On my arrival at Cuttack I received a letter from my friend the Secretary of the Asiatic Society, informing me of his discovery of the name of Antiochus in the Girnar and Dhauli inscriptions, and requesting me to recompare my transcript and correct any errors. I instantly laid my dak [organized transport] and left at 6 p.m. for Dhauli, which curious place I reached before daybreak and had to wait till it was light; for the two bear cubs which escaped me there last year, when I killed the old bear, were now full grown and disputing the ground. At daybreak I climbed to the Aswastuma [the rock] and cutting two large forked boughs of a tree near the spot, placed them against the rock; on these I stood to effect my object. I had taken the precaution to make a bearer hold the wood steady, but being intent on my interesting task I forgot my ticklish footing; the bearer had also fallen asleep and let go his hold, so that having overbalanced myself the wood slipped and I was pitched head foremost down the rock, but fortunately fell on my hands and received no injury beyond a few bruises and a severe shock; I took a little rest and then completed the job.
/> Simultaneously Prinsep tried to get the Girnar inscription rechecked. The vital edict containing the mention of Ptolemy was badly damaged with many of the letters missing altogether. Tentatively he approached the government, an unthinkable idea only a few months previously. But by now the excitement caused by his revelations was considerable. The government agreed to help and, within a couple of weeks, a Lieutenant Postans was on his way to Girnar.
Mrs Postans went too, anxious like everyone else to be in on the elucidation of what she called ‘this black and time-stained rock’. Funded by the government, the operation was conducted with unheard-of thoroughness. The great rock was swathed in sturdy ladders and scaffolding; an awning was erected overhead to shade the workers from the sun; the whole inscription was then divided into numbered sections, and for three weeks Postans and his men crawled about on its vast surface taking impression after impression.
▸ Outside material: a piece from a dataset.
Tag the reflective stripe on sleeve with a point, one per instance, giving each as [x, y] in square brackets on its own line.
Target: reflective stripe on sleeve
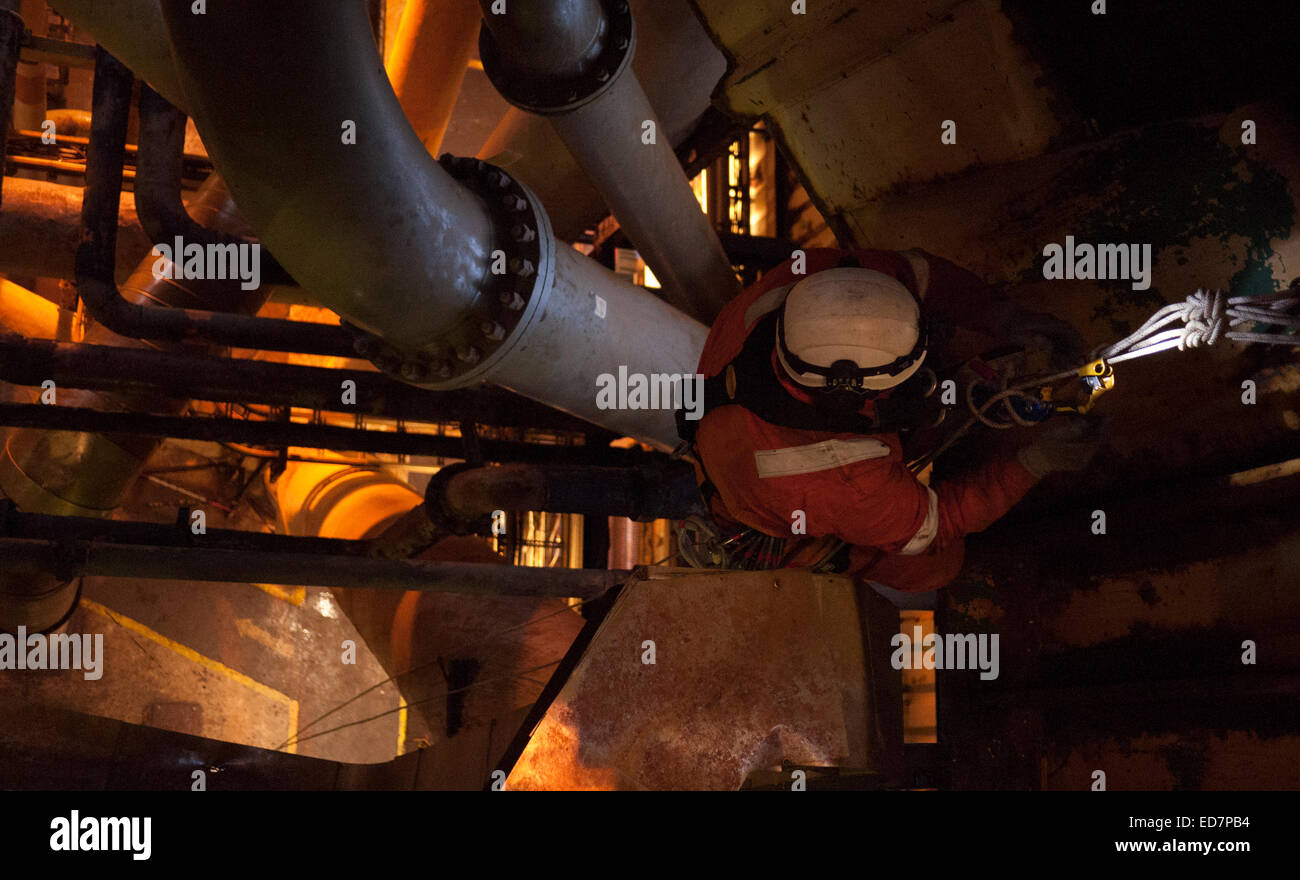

As my first plan, the letters were carefully filled with a red pigment (vermilion and oil), every attention being paid to the inflexions and other minute though important points. A thin and perfectly transparent cloth was then tightly glued over the whole of one division, and the letters as seen plainly through the cloth, traced upon it in black; in this way all the edicts were transcribed and the cloth being removed, the copy was carefully revised letter by letter with the original. The very smooth and convex surface of the rock on this side was highly favourable to this method, but it is tedious and occupied ten days of incessant labour.